Herbert made no attempt to undeceive her. It was not the time to enter into details of the sad incident that had transpired. The most mournful chapter of the story was now known – the rest need scarce be told: Kate Vaughan was fatherless.

Without uttering a word – not even those phrases of consolation so customary on such occasions, and withal so idle – the young man wound his arms round the waist of his cousin, gently raised her to an erect attitude, and supported her away from the spot.

He passed slowly towards the rear of the ruined dwelling.

There was still enough light emitted from the calcined embers to make plain the path – enough to show that the little summer-house in the garden still stood there in its shining entirety. Its distance from the dwelling-house had saved it from the conflagration.

Into this Herbert conducted his protégée, and, after placing her on a settee of bamboos, which the kiosk contained, seated himself in a chair beside her.

Yola, who had once more appeared upon the scene, followed them, and flinging herself on the floor, at her young mistress’s feet, remained gazing upon her with sympathetic looks, that evinced the affectionate devotion of the Foolah maiden.

Cubina had gone in search of the overseer, and such of the domestics as might still have concealed themselves within a reasonable distance.

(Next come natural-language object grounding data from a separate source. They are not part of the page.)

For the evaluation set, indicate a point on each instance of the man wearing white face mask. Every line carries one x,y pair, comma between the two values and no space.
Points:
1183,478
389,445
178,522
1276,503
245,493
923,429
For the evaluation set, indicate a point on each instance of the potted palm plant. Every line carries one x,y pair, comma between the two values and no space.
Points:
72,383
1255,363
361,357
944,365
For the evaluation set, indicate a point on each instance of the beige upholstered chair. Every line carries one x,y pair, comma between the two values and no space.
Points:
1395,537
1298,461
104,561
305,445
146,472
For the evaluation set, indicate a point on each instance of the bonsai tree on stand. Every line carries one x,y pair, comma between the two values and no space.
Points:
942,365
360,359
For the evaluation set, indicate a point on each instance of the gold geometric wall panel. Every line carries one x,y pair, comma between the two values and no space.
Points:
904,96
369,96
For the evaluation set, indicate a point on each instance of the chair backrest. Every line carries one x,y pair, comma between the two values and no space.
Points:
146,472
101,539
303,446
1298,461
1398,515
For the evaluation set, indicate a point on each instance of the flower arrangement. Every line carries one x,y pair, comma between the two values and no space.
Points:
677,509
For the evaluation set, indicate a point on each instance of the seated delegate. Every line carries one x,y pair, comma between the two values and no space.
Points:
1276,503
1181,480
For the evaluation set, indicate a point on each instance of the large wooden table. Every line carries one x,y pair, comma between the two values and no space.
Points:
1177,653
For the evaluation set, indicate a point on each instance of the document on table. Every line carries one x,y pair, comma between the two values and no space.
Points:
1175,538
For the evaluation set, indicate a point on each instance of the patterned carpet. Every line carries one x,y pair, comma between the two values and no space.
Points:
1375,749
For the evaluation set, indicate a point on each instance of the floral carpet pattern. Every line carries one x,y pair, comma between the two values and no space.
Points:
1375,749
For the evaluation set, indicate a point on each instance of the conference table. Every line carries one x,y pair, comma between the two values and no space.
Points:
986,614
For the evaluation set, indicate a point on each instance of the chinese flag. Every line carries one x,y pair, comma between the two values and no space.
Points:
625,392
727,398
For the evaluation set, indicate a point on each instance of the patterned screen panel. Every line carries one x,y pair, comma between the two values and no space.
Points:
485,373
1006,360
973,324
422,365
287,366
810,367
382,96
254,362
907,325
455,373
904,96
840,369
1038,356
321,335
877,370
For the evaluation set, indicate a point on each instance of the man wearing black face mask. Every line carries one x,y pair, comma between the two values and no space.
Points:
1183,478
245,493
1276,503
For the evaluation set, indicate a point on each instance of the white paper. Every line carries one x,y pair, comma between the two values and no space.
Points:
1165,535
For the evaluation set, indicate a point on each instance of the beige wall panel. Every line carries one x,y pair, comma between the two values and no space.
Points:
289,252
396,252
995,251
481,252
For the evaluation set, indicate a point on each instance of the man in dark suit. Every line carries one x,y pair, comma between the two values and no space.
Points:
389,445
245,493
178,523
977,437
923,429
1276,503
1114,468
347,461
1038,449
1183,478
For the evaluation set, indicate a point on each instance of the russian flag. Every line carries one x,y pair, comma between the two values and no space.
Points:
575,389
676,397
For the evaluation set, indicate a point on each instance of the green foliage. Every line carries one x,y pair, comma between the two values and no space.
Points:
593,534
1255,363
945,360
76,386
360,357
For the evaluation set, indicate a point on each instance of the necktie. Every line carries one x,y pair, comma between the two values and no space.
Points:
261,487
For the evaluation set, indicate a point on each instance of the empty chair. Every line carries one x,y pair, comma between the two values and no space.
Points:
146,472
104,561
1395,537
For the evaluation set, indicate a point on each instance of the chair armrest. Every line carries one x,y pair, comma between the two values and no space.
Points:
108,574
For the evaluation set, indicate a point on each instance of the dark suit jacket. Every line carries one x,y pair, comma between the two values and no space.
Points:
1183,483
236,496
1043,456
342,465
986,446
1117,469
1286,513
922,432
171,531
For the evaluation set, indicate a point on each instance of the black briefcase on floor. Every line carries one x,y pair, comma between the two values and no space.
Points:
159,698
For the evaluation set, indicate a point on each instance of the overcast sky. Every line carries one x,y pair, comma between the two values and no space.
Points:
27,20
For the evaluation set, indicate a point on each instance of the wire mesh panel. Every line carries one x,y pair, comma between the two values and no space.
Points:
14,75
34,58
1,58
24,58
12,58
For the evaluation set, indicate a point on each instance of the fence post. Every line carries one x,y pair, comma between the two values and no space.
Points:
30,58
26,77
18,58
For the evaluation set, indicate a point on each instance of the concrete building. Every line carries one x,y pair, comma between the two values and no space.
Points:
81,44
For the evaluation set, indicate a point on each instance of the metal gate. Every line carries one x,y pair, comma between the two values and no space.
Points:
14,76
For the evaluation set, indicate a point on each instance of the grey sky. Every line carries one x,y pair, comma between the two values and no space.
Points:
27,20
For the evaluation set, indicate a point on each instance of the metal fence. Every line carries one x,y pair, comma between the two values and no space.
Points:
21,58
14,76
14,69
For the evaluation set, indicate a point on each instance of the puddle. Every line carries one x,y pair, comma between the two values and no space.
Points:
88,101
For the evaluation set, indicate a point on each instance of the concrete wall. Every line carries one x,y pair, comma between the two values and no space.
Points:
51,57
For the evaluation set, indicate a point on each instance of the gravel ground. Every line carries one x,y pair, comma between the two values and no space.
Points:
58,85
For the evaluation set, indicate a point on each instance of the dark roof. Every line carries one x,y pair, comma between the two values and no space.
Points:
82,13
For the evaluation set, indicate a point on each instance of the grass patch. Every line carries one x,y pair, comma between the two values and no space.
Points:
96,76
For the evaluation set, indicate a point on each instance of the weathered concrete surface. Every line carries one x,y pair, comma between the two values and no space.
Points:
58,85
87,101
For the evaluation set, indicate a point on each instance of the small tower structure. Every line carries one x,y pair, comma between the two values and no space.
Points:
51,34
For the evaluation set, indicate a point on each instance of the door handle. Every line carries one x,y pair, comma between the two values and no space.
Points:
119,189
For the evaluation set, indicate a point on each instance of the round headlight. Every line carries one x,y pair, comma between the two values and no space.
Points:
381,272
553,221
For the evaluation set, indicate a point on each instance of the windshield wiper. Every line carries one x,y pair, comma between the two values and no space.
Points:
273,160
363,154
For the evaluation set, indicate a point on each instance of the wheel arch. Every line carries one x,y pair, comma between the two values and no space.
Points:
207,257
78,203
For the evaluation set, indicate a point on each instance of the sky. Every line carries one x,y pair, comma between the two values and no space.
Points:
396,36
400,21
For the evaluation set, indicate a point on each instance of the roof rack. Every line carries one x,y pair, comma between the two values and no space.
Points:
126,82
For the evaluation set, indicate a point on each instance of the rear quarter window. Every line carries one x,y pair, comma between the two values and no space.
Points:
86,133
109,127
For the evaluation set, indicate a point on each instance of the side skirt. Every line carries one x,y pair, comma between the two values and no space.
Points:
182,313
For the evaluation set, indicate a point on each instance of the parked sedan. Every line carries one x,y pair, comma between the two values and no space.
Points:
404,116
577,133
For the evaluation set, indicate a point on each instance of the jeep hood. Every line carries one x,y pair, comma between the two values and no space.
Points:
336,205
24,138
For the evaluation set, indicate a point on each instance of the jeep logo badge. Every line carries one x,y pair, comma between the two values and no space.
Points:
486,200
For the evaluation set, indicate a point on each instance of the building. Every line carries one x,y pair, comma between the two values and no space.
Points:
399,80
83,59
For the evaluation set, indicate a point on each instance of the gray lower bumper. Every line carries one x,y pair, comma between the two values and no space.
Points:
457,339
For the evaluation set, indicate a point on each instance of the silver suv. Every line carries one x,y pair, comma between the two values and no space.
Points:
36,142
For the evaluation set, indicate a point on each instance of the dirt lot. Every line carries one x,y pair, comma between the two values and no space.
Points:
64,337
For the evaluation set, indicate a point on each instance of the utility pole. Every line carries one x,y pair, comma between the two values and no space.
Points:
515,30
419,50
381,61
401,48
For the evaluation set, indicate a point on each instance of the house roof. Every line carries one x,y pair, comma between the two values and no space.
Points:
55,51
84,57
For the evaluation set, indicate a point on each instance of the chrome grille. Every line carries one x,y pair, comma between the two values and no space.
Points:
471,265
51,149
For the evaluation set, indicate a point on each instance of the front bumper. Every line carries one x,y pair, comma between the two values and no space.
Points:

The Maroon might have acted with more caution, seeing that the second attack of the robbers had unexpectedly been made. But he had no fear of their coming again. The escape of the prisoners explained their second appearance – the sole object of which had been to rescue the caçadores .

For a while the three individuals in the kiosk appeared to be the only living forms that remained by the desolated mansion of Mount Welcome. The return of the robbers had produced even a more vivid feeling of affright than their first appearance; and the people of the plantation – white as well as black – had betaken themselves to places of concealment more permanent than before. The whites – overseer, book-keepers, and all – believing it to be an insurrection of the slaves, had forsaken the plantation altogether, and fled towards Montego Bay.